Il Mare e gli Oceani sono spesso considerati “terra di nessuno” se pensiamo che nel mondo solo il 2,7 per cento dei Mari è protetto e la pesca a strascico, una delle attività più redditizie al mondo, contribuirebbe all’inquinamento e alla perdita di biodiversità marina, provocando emissioni di CO2 per un miliardo di tonnellate l’anno, tanto quanto il traffico aereo mondiale.
Lo conferma un recente studio, realizzato da un team di 26 biologi marini, pubblicato sulla rivista scientifica Nature. Lo studio rappresenta come Mari e Oceani assorbono un terzo dei gas serra emessi in atmosfera; il carbonio si deposita nei sedimenti, il più grande bacino di stoccaggio al mondo.

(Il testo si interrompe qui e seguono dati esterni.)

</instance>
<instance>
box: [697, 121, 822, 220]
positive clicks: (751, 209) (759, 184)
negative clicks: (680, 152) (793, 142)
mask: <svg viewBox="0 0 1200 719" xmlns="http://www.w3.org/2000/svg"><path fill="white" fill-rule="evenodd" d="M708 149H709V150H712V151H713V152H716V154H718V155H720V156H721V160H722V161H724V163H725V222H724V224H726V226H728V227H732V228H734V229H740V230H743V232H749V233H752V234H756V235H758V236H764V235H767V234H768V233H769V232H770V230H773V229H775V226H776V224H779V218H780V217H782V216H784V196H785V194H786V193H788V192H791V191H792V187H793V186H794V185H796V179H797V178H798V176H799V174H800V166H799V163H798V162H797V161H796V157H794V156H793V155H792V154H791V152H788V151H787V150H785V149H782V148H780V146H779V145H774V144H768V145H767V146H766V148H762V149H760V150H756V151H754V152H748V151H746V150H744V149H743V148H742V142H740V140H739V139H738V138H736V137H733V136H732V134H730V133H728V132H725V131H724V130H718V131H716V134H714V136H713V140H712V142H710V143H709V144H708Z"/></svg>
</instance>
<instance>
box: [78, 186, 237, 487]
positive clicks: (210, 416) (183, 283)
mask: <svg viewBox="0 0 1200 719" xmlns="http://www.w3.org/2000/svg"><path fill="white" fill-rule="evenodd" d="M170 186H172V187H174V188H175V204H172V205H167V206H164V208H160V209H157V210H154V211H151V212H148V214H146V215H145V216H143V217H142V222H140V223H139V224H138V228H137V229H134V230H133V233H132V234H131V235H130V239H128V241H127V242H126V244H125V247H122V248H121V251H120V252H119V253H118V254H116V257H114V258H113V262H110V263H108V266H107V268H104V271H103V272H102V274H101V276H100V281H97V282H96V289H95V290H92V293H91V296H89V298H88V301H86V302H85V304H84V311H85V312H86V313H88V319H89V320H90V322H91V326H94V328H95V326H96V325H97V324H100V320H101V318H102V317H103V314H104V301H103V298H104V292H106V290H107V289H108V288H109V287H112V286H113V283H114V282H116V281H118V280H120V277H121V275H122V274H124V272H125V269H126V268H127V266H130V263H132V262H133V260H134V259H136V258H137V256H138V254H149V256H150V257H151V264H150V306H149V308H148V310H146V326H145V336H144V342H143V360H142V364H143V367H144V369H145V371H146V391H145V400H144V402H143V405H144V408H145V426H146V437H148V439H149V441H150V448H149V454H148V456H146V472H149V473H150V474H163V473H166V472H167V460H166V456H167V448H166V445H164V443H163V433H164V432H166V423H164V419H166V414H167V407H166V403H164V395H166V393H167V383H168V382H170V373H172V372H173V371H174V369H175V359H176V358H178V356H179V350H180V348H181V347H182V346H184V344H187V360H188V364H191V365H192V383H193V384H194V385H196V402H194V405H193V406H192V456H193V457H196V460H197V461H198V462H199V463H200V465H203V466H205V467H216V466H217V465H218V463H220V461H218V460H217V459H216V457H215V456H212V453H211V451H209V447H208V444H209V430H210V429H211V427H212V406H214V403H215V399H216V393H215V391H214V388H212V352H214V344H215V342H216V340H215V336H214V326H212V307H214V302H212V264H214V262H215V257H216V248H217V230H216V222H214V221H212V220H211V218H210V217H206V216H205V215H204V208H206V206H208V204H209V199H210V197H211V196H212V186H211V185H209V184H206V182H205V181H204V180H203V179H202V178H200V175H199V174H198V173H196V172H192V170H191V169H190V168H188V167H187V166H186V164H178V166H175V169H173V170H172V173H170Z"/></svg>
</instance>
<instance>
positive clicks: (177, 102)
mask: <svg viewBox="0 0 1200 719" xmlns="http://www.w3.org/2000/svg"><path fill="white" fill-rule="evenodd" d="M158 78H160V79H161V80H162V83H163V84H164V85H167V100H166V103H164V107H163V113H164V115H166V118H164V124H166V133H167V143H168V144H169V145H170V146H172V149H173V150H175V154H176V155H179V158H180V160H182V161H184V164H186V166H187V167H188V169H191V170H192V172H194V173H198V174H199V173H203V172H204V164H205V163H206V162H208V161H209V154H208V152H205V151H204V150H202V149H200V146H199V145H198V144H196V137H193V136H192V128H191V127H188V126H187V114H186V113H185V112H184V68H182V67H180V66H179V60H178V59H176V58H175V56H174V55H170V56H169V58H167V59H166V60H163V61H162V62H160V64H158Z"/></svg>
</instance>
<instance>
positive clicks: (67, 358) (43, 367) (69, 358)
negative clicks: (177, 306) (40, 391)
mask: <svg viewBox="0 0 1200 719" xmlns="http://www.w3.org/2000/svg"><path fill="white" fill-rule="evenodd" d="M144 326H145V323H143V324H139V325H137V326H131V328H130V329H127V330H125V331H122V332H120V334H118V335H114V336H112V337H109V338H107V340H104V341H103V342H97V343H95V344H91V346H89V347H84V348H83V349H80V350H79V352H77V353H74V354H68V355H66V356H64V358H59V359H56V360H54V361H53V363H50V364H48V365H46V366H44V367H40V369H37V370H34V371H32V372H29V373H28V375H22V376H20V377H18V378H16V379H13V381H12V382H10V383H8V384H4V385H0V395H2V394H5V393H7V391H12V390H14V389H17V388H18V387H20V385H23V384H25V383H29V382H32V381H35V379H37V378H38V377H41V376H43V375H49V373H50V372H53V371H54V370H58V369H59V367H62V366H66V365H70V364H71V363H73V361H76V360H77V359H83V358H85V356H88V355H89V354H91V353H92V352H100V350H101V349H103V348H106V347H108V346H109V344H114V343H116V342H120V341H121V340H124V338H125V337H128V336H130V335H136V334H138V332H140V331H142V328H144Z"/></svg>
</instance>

Attraverso l’attività di pesca a strascico, le reti arano i fondali, liberando il carbonio che fino a quel momento era prigioniero dei fondali. Una parte di questo carbonio resta in acqua e una parte rende acido l’ambiente marino. L’Italia, dopo Cina e Russia, risulta essere il terzo Paese al mondo a contribuire a tali emissioni. Le reti, così dette a strascico, sono trascinate da barche e hanno la forma di un grande cono. Sono composte da lime di piombi e catene per smuovere il sedimento, distruggendo alghe e corali con l’obiettivo di pescare pesci di piccola taglia, ostacolando allo stesso tempo il ripopolamento ittico.
Secondo lo studio pubblicato da Nature, per eliminare il 90% dei rischi connessi all’emissione dell’anidride carbonica provocata dalla pesca a strascico sarebbe necessario proteggere almeno 4% degli Oceani all’interno delle acque nazionali.